普段の鋭く凜とした姿勢からはかけ離れた可愛らしいしぐさだ。
部屋に飾るほど好きなんだから、堂々としてていいのに。
「雪之丞さんは確か、とっても整ったお顔立ちの方よね。去年、評判になった心中物を観に行ったわ」
と、きらびやかな役者名に真っ先に反応したのはかすみさんだった。
「かすみさん、本当!? どうして私も誘ってくれなかったの!?」
たまにお店を閉めて出かけることはあったけれど、一人で歌舞伎やお芝居に出かけていたりしたんだ……!
誘ってくれたらよかったのに!
「ごめんね、最初に誘ったとき、じっと座っているのが苦手だから行かないって興味薄そうだったから、それ以降誘わなくなっちゃって」
「えー! そうだっけ? じゃあさ、怪我が治ったら皆でいこう! やえさんも一緒に!」
いまだに一人頬を押さえて悶絶しているやえさんに話を振る。
彼女は、はっとして目を見開いた。
「よ、よろしいのですか? ご一緒しても……」
「もちろんですよぉ! ね、雨京さん?」
「ああ、私も興味がある。役者に詳しいやえに解説を頼むとしよう」
「は、はい……少々取り乱すことがあるかもしれませんが、解説はおまかせください」
やえさんほどの人が取り乱すだなんて、雪之丞さんは一体どれほどの色男なんだろう。
なんだかまた一つ楽しみが増えた。
家族とのお出かけは、かすみさんの快気祝いにもなるだろうし。
今は怪我人の二人が、お日様の下を笑って歩ける日が一日もはやく来てくれるといいな――。
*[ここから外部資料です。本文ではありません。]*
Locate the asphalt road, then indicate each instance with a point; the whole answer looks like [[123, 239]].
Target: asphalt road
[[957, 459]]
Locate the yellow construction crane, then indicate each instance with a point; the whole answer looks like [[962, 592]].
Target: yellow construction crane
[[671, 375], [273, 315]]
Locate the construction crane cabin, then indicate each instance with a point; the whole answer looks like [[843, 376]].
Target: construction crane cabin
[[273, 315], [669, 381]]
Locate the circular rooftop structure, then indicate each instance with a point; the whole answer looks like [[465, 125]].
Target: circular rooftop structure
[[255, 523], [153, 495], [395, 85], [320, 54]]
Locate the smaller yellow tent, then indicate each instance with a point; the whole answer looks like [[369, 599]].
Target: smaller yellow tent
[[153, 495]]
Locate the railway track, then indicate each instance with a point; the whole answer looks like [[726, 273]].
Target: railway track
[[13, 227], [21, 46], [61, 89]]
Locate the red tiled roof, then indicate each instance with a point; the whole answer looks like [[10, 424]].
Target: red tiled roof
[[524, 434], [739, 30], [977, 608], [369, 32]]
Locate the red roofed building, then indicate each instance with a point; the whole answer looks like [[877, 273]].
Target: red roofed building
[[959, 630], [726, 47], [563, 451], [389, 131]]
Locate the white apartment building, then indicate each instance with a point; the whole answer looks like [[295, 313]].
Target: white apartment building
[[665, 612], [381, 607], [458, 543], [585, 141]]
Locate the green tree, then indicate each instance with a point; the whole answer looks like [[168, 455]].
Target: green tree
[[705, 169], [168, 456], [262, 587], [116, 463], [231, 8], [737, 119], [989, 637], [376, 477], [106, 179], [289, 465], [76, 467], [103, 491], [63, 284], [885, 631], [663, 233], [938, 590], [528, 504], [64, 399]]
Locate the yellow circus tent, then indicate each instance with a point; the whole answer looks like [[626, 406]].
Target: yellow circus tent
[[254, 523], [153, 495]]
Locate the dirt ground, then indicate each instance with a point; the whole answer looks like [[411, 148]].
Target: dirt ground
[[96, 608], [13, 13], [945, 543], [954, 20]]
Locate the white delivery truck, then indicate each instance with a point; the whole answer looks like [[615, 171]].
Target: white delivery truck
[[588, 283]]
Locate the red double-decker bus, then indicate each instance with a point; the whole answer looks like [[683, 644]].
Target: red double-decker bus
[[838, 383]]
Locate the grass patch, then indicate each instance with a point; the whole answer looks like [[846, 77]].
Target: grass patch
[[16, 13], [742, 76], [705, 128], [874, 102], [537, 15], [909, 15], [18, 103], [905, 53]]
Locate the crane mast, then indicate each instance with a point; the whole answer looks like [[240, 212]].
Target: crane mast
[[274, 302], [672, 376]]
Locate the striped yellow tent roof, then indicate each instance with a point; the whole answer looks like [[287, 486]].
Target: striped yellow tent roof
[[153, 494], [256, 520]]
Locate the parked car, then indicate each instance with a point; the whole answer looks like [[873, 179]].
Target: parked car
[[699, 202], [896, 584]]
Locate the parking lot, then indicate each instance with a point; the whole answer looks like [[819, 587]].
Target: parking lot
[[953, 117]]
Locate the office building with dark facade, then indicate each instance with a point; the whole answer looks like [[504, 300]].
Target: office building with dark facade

和やかな雰囲気で面談は終了し、やがて雨京さんは用心棒を引き連れてかぐら屋へと帰っていった。
昨日、今日と間近で顔をつき合わせて話をするにつれ、だんだんと元のように仲むつまじい兄妹のやりとりが垣間見えるようになってきた。
すべてに怯えて何もかもを拒絶するかすみさんの姿はもうない。
心の奥底に眠らせた暗い記憶が消えることはないからまだまだ油断はできないけれど、これから先、彼女の不安が少しでも和らいでいくように私たちが見守っていかなきゃいけないな――。